True but a 1 cm long trace that is a molecule in width would have a very high resistance. A 1X1X1 cube would be dramatically less. The measure is actually called "volume resistivity".
http://www.astm.org/Standards/D2739.htm
http://composite.about.com/library/glossary/v/bldef-v5988.htm

At any rate, this epoxy has high resistance compared to solder and in a high current situation will overheat and melt.

Rick.


----------



## saabluster (Feb 8, 2009)

rpage53 said:


> True but a 1 cm long trace that is a molecule in width would have a very high resistance. A 1X1X1 cube would be dramatically less. The measure is actually called "volume resistivity".
> 
> At any rate, this epoxy has high resistance compared to solder and in a high current situation will overheat and melt.
> 
> Rick.


How about this one?


----------



## LLCoolBeans (Feb 8, 2009)

rpage53 said:


> At any rate, this epoxy has high resistance compared to solder and in a high current situation will overheat and melt.

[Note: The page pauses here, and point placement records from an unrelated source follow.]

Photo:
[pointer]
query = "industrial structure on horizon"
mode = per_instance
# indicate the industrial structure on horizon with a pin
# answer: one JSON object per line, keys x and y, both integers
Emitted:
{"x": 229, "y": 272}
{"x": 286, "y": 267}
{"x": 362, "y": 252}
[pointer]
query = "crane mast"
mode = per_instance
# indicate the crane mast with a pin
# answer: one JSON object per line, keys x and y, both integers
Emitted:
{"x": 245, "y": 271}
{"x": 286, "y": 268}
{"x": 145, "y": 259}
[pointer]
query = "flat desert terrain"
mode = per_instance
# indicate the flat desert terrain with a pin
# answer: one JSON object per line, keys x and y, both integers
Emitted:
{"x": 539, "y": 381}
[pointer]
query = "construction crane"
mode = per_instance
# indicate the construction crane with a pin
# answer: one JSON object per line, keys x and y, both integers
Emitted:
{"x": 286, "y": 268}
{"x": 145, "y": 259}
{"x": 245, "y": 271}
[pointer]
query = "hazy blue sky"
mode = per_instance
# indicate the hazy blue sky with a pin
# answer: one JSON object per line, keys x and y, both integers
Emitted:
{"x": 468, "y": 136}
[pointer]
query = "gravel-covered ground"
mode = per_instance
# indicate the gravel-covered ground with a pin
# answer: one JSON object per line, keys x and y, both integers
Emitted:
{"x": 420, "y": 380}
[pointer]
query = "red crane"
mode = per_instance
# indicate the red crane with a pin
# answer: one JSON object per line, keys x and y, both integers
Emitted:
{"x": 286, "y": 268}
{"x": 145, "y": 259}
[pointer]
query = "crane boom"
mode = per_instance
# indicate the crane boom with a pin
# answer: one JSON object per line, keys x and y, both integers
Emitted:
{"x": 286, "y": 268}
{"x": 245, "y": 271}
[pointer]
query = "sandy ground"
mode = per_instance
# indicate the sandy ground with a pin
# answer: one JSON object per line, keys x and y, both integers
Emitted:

What do you consider a high current situation to be?


----------



## rpage53 (Feb 8, 2009)

LLCoolBeans said:


> What do you consider a high current situation to be?


That completely depends on how thick the epoxy is. If you are using it for gap-filling then 1A is probably too high. If you read the specs of the data sheet you just posted, they recommend a very thin layer. "The cured bondline should be 0.8 to 1.2 mils"

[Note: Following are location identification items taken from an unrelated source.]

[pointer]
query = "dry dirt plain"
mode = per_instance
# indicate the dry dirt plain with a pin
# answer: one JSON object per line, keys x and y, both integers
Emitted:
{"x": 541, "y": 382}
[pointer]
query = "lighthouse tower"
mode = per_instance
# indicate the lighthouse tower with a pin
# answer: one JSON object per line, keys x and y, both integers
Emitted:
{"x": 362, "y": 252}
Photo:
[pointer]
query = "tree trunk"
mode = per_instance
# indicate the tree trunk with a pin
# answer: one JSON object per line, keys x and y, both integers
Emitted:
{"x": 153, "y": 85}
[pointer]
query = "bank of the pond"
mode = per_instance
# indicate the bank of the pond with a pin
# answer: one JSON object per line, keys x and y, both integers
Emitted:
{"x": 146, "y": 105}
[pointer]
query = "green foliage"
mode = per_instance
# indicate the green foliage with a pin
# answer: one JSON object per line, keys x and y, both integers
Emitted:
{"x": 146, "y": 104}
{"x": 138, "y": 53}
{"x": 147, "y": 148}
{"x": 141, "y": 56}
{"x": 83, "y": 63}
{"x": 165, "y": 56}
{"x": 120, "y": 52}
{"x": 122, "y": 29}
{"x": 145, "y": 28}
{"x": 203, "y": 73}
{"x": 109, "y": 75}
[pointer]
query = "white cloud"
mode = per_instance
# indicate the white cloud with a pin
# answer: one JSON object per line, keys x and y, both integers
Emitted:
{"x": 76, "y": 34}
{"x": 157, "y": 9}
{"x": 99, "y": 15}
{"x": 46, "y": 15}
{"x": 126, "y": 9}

Mind you, high current mods have frequently melted the soldered components if you don't have an excellent heat sink.

Rick.


----------



## LLCoolBeans (Feb 8, 2009)

rpage53 said:


> That completely depends on how thick the epoxy is. If you are using it for gap-filling then 1A is probably too high. If you read the specs of the data sheet you just posted, they recommend a very thin layer. "The cured bondline should be 0.8 to 1.2 mils"
> 
> Mind you, high current mods have frequently melted the soldered components if you don't have an excellent heat sink.
> 
> Rick.



That's good to know. Still, I think it will be handy for conductive joints where soldering would be difficult or unfeasible.


----------



## Blindasabat (Feb 9, 2009)

So would a wire one molecule thick. Take anything to an extreme like that and the "normal" specs go out the window. 
Any two stretches of wire, one twice the diameter of the other (thus 4x the volume), will have the same measureable voltage drop and happily carry the same current... until you start to overwhelm the smaller wire and it begins to heat up and turn into a heating element. Then you have to go to volume resistivity to design your toaster oven. 
Within the parameters they set, they are calling out a resistance over a distance, not volume. The user always has to use a little common sense regarding the resistance. I do agree that it is more resistive than solder, and therefore not for high current applications, and the R/cm states that. 
If they spec'ed R/cc, then they would have to include parameters determining when you jump from R/cm to R/cc like complex geometry contraints since just adding a bigger blob of epoxy on top of an existing joint will not lower the resistance in proportion to the volume of epoxy added. The goemetry is different than the ideal volume resistivity measured between two flat plates in a lab. 
In any reasonable case R/cm is a more useful measure. If it cooks, then you do the same as you would if you cooked a thin wire - replace it with something else more capable. Which in this case could be better epoxy like saabluster referenced, or to solder if it compared better than 6 micro-Ohm-cm Diemat.


rpage53 said:


> True but a 1 cm long trace that is a molecule in width would have a very high resistance. A 1X1X1 cube would be dramatically less. The measure is actually called "volume resistivity".
> 
> http://composite.about.com/library/glossary/v/bldef-v5988.htm
> 
> ...


----------



## Blindasabat (Feb 9, 2009)

WHERE do I get some of THAT?


saabluster said:


> How about this one?


----------